This theological vision can teach us some real world lessons for coming closer to nature. Knowing the types of plants that are edible and inedible is a great way to get to know the landscape around you. The earth brings forth food naturally, without cultivation. In your backyard, there are probably dozens of edible plants (dandelions, garlic mustard, chicory, plantain, purslane, etc) for foraging. In your neighborhood, there may be dozens of wild edibles growing on trees: wild apples, pears, grapes; hawthorns, crab apples, even cherry trees might be around. In your local park there are most likely hickory, walnut, or other nut trees from which you could gather food.
In addition to helping people get closer to nature and appreciate it, there is nothing more environmentally friendly than foraging for your own food. Most of our food bought in grocery stores, even the “organic” stuff, has traveled thousands of miles, using oil for every step of the process, and further damaging the environment. Yet most of us could get a considerable amount of our own food by simply looking for it in our local wild and overgrown areas.
Below is a guideline for beginning to find wild edible food. You may want to start with just a few wild edibles, perhaps the ones with which you are already familiar but not as food (dandelions for example).

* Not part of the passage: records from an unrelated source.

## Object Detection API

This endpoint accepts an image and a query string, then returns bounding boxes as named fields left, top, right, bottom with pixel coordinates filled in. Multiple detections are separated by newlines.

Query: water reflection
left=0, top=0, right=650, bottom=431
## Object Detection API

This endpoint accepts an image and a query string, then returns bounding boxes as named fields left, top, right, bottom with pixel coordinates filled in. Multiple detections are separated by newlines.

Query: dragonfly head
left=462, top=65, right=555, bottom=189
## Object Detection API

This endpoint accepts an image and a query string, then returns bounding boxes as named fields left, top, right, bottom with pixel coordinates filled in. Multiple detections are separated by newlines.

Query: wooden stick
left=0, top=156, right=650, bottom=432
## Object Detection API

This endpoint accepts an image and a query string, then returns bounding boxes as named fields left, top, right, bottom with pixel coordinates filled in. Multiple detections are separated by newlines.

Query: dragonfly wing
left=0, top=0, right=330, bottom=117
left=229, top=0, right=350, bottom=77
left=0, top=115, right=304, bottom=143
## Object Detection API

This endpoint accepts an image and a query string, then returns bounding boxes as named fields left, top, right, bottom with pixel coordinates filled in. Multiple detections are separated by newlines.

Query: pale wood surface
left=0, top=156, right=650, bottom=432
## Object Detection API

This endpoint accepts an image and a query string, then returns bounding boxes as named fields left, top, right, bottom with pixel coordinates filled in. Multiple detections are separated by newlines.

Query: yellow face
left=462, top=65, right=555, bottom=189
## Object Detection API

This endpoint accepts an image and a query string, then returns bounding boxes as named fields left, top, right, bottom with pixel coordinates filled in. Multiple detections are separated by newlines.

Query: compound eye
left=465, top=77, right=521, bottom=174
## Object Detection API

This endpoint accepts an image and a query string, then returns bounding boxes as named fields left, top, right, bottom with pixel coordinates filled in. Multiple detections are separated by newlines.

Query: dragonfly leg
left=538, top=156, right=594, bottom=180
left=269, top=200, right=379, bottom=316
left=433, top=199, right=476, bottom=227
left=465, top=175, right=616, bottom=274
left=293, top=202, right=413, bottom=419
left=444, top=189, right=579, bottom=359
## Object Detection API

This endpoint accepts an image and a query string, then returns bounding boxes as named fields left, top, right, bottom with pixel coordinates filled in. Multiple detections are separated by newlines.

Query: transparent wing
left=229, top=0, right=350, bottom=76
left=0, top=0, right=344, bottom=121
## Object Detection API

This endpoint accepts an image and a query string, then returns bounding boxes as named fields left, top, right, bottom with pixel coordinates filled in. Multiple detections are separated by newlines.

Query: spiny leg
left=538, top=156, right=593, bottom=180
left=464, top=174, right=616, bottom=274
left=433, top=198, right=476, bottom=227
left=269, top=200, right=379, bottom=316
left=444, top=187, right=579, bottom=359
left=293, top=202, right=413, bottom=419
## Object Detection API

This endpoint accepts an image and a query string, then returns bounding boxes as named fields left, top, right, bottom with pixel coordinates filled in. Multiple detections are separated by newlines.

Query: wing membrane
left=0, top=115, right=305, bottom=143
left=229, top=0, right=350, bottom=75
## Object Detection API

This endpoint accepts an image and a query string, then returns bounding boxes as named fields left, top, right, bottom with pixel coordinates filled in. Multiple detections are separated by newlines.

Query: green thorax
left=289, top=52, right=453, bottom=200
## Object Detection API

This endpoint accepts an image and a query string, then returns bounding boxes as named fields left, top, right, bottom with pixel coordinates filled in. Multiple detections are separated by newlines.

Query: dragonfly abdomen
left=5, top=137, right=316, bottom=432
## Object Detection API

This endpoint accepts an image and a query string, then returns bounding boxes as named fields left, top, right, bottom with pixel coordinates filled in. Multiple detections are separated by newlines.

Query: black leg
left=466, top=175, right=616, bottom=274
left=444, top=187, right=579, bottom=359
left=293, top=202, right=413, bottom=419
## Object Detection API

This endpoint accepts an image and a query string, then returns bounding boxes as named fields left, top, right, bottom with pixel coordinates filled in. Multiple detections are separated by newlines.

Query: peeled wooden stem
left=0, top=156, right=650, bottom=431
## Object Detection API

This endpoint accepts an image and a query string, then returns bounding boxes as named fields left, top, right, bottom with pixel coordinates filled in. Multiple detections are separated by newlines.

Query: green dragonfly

Learn about the plants that grow wild in your area and are edible. There are many field guides for wild edibles that you can purchase. Additionally, your local library may also have some field guides, but you will want to own at least one field guide.
- Find foraging areas
Find areas with natural plant life that can be foraged, such as parks. (Tip: roadway shoulders, railroads and power line ways often have pesticides sprayed, so avoid these areas.)
- Bring a book
Bring an illustrated field guide with you to help you identify the plant. Never eat any plant unless you have identified it.
- Know the edible parts
Your field guide will have details on which part of a plant is edible. Sometimes the root is edible but not the leaves, or vice versa. Other times the entire plant is edible. At other times, there are details on preparation, etc.
- Know what to avoid
Generally, you should not eat a plant that secrets a milky sap, or a black sap. There are no general rules, however, for avoiding the small number of poisonous look-a-likes. This must be done with a field guide and experience. You should try to identify a few species each season. Follow this rule when foraging for mushrooms: “If it ain’t hollow, don’t swallow; if it’s wavy, don’t make gravy; if it’s reddish, you could be deadish.” (Note: mushroom foraging is the most dangerous type of foraging).
- Use an edibility test
Your field guide should have guidelines for a graduated test of edibility. In an edibility test, you test the plant little by little, step by step. Between each step you wait and watch for any unpleasant reaction. The procedure can take a whole day. The last step is to swallow a small amount and wait half a day to see if you get sick.
- Wash food
Wash foraged food before eating it, especially anything picked lower than waist high.
- Do not overharvest
Take only what you can use. Do not completely denude an area of berries, nuts or other wild edibles. Overharvesting can lead to eradication of the wild edible.